Introduction: Cisplatin and radiation are commonly used in head and neck (H&N) cancer treatment, but they also cause irreversible hearing loss and tinnitus in more than 40% of treated patients. Although auditory rehabilitation has been standard-of-care against ototoxicity for decades, only 10% of H&N cancer survivors pursue audiologic follow-up after six months. The present study evaluates the effectiveness and feasibility of a novel point-of-care ototoxicity screening protocol embedded within H&N cancer survivorship clinic to improve audiology follow-up.
Methods: A non-randomized single-arm trial was conducted on survivors of H&N cancer treated with radiation +/- cisplatin-based chemotherapy. The screening protocol was implemented within a H&N cancer survivorship clinic at a National Cancer Institute-designated cancer center during clinic appointments. The screening protocol included the Hearing Handicap Inventory for the Elderly – Screening Version (HHIE-S), a validated 10-question instrument for screening functional impairment related to hearing loss, and pure tone audiometry (40-decibel tone at 2 kHz to each ear) administered via tablet-based software. A failed screen was defined as HHIE-S score greater than or equal to 10 or no pure tone response for either ear. The primary outcome was rate of audiology follow-up within 6 months after their survivorship clinic appointment. Secondary outcomes included validated patient-reported outcomes related to screening protocol implementation, H&N survivorship (University of Washington Quality of Life Questionnaire; UW-QOL), and hearing-related function (Self-Efficacy for Situational Communication Management Questionnaire; SESMQ).

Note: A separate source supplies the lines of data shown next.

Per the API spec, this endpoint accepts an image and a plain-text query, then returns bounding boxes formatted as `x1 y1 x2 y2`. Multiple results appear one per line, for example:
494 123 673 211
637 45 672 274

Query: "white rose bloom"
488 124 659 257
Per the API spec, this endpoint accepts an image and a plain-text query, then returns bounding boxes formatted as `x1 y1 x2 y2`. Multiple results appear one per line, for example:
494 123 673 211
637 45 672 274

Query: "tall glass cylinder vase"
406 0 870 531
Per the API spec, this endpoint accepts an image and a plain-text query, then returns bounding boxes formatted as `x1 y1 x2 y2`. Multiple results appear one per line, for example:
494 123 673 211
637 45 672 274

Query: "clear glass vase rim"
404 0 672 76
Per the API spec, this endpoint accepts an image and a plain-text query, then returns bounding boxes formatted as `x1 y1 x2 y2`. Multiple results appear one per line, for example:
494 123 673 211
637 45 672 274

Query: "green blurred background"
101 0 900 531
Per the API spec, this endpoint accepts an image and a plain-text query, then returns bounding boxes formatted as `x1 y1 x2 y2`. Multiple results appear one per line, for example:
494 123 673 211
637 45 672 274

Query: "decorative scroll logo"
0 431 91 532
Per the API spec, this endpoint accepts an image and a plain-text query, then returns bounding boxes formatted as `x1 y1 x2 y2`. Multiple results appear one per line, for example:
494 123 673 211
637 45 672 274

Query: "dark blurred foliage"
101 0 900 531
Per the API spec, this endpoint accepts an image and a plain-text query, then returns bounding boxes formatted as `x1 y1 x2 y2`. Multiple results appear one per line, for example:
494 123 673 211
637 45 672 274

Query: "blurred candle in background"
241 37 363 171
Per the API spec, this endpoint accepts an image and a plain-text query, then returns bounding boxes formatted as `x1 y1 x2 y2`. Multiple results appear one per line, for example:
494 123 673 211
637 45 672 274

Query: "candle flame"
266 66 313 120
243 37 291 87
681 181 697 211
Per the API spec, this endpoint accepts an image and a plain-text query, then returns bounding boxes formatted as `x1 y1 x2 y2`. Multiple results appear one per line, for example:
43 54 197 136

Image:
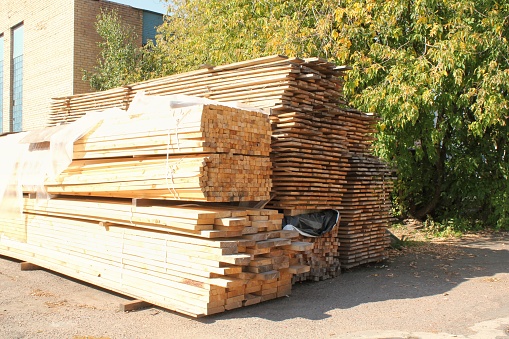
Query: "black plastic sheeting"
283 210 339 237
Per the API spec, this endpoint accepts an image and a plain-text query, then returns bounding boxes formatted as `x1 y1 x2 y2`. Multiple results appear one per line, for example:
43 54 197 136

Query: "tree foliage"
159 0 509 227
83 10 162 91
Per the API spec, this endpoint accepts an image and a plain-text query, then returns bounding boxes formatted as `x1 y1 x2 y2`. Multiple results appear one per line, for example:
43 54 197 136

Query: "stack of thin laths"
0 197 311 317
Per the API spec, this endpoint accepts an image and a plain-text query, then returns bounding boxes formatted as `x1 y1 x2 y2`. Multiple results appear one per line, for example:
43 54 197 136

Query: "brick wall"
0 0 142 132
0 0 73 132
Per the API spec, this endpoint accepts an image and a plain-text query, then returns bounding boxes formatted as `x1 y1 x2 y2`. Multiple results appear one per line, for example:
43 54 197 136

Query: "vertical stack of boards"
48 56 393 280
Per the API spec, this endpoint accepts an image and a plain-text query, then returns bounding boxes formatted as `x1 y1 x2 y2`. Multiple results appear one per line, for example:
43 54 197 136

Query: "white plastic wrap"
127 92 266 115
0 109 120 219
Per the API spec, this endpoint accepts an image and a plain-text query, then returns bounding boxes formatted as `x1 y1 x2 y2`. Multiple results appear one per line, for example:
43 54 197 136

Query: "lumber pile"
0 197 309 317
48 55 391 280
338 155 394 268
292 225 340 283
0 99 312 317
35 105 271 202
338 111 394 268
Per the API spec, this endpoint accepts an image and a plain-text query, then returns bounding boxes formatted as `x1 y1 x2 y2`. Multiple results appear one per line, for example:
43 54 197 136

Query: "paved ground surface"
0 233 509 339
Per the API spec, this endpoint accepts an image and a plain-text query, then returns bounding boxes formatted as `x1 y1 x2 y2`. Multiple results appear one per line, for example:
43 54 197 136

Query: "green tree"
159 0 509 227
83 10 162 91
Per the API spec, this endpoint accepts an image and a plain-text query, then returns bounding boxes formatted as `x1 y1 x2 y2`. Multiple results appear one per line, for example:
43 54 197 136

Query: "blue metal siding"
11 25 24 132
142 11 163 44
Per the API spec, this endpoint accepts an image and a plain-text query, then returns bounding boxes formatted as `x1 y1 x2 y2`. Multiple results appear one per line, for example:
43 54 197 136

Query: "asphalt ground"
0 233 509 339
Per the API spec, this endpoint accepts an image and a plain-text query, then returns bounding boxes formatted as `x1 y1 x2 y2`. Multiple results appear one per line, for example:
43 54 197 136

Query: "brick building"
0 0 162 134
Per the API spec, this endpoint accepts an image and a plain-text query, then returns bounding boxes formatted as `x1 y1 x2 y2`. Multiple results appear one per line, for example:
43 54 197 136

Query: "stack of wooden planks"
0 197 310 317
41 105 271 202
45 55 391 280
0 99 318 317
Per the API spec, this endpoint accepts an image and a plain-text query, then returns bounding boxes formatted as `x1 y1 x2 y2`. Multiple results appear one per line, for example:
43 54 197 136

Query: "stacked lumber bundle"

Results: Sixty patients were enrolled, and 56 patients were analyzed. The mean age of the cohort was 64 years. The rate of 6-month audiologic follow up for the entire cohort was 33.9% (95% CI = 21.8% to 47.8%). Participants that failed the ototoxicity screening protocol sought out audiologic follow-up at a rate of 38.1% (95% CI = 18.1% to 61.6%), compared to 31.4% (95% CI = 16.9% to 49.3%) among those who passed the screen. Participants who failed the screen reported more severe ototoxicity and less confidence in different listening situations than those who passed the screen. The most reported treatment-related toxicities that were considered important by participants were tinnitus (n = 12/35, 34.3%), dysphagia (n = 12/35, 34.3%), and decreased activity (n = 9/35, 25.7%). These frequencies were closely followed by hearing loss (n = 8/35, 20.0%), which was reported at the same rate as xerostomia and chronic pain. Ototoxicity, defined as either hearing loss or tinnitus, was considered important by 45.7% of participants (n = 17/35). However, there were no significant differences in UW-QOL global scores of health-related and overall QOL among participants that considered ototoxicity as important compared to those who did not (global QOL: 1.1, 95% CI = -13.2 to 15.6; 2.6, health-related QOL: 95% CI = -12.8 to 18.1). Patients considered the ototoxicity screening protocol to be feasible, acceptable, and appropriate according to validated implementation surveys.
Conclusion: Ototoxicity is among the most important treatment-related side effects reported by patients. A point-of-care ototoxicity screening protocol implemented within H&N cancer survivorship clinic is feasible and may increase rate of audiologic follow-up.